LONELINESS OF
THE TRS-80 USER

by Stan Miastkowski

Stan Miastkowski

Stan Miastkowski is the computer columnist for Esquire and editor-in-chief of Microcomputer Handbook.

Okay, I'll come right out and say it: I own a TRS-080 (Model II, to be exact). When computer people get together, I sit quietly in the corner, a computer wallflower listening to the intelligentsia talk about their IBM PCs, TI Professionals or the latest hot personal computer they've added to their collection.
    Sooner or later someone notices me and the inevitable question comes: "Which computer do you have?" The room quiets, and after summoning all my courage
I blurt out: "A TRS-80 Model II." As my face flushes, I witness a mixture of open-mouthed disbelief and a few smirks. Then the remarks start:
    "A Trash-80 owner, eh?"
    "You've got to be kidding!"
    "And here I thought you knew about personal computers!"
    Admit it: it's the "Shack" name that creates the impression of "Friendly Fred's Reliable Computer Sales." Despite their location in Fort Worth, away from the hi-tech circles of Silicon Valley, the Radio Shack people are far from being just a bunch of Texas hicks.

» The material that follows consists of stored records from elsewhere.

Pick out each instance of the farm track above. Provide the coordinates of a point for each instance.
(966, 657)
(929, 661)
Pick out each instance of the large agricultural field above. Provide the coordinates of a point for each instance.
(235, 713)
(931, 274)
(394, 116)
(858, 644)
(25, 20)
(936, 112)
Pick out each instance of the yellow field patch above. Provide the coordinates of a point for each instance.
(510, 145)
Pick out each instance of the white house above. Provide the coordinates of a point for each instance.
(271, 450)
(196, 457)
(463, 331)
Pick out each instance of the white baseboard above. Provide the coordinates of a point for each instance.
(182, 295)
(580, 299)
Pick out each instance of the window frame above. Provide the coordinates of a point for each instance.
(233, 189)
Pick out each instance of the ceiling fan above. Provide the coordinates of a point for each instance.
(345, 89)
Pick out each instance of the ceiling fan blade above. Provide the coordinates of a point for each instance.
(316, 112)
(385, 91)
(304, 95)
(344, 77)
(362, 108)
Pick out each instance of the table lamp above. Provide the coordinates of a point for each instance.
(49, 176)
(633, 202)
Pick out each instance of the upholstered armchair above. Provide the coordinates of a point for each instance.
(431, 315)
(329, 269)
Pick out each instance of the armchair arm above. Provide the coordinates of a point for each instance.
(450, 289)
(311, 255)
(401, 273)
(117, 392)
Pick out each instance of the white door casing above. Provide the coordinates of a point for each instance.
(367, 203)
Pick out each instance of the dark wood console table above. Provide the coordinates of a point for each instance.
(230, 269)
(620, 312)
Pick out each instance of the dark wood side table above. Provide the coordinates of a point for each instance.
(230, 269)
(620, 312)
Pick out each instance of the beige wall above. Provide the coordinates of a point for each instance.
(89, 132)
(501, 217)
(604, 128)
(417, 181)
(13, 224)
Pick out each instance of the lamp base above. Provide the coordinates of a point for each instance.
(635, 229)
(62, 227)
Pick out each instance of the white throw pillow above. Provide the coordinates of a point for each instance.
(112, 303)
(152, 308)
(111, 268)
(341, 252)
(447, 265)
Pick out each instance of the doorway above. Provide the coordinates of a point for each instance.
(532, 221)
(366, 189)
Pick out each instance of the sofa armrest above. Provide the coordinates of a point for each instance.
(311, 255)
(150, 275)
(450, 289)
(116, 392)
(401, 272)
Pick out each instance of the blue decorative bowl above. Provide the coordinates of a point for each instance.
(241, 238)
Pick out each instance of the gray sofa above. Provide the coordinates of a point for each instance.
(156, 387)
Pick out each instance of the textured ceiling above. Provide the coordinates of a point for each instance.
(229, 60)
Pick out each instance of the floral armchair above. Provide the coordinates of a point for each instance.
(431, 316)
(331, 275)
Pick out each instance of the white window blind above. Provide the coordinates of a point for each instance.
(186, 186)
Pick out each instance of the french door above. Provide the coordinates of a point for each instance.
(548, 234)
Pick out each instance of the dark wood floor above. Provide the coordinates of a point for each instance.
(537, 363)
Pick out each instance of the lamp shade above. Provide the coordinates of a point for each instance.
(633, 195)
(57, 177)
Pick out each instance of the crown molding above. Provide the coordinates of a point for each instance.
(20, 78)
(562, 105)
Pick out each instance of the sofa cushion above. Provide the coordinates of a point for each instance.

I know whereof I speak, because I once worked in Tandy Center. Radio Shack's TRS-80 Model I had been out for over a year, and in that hot Texas summer of 1979 the Model II was being designed by a team of young engineers. I watched it progress from an idea to a finished computer. Using the best components and helped by the Shack's quality control department, the engineers developed a no-nonsense business computer.
    A year later I was in New Hampshire. I needed a computer for my writing, and one night the thought that had been buried at the back of my mind surfaced with a vengeance: "A Model II, of course!" The next morning I sat outside the store and waited for the doors to open. I knew how to handle Radio Shack salespeople. I regaled them with the story of the Model II's birth, and put my fingers to the keyboard of what seemed an old familiar friend. Sure, it wasn't cheap, but how can you say no to a friend? I handed over my "never leave home without it" card, and by afternoon a Model II was comfortably settled in my office. The reacquaintance was underway.
    Three years have passed, and my Model II still hums away contentedly after three books, dozens of magazine articles and uncounted letters. The hundreds of disks that have passed over its read/write heads are arranged like soldiers on the shelf-a library of programs and data that has served me well. And I'm smug in my satisfaction that if something should go wrong, my salvation is two miles away, not forty. Whenever I pass a Radio Shack store, I salute my former colleagues at Tandy Center.
    Don't get me wrong, the TRS-80 Model II is far from a perfect computer (there is no such thing as the perfect personal computer), but I've learned to live
with its idiosyncrasies. I know that if I turn the power off before removing my disks, all the data on the disks will be lost forever. In addition, after a bout of eyestrain and headaches, I had to replace the black-and-white video tube with an amber-tinted one.
    But when deadlines press I know the Model II will come through in the clutch. Although familiarity is supposed to breed contempt, it's a fact that people are most comfortable with the personal computer and the word processing program they first use. I started using SCRIPSIT (Radio Shack's word processor for the Model II) in 1979. In the interim I've used and reviewed numerous word processing programs, many touted as the ultimate in user-friendliness; but I still return to SCRIPSIT, where I can do wondrous things without even thinking about them.
    Incidentally, the computer nerds may not have Radio Shack to kick around much longer-not because the Shack's going out of the computer business like a few of its once high-and-mighty competitors, but because the executives in the top-floor oak-paneled offices at Tandy Center in Fort Worth have finally come to their senses. The company's "IBM-compatible" is no longer called Radio Shack. Instead, it's the Tandy. And that's just dandy.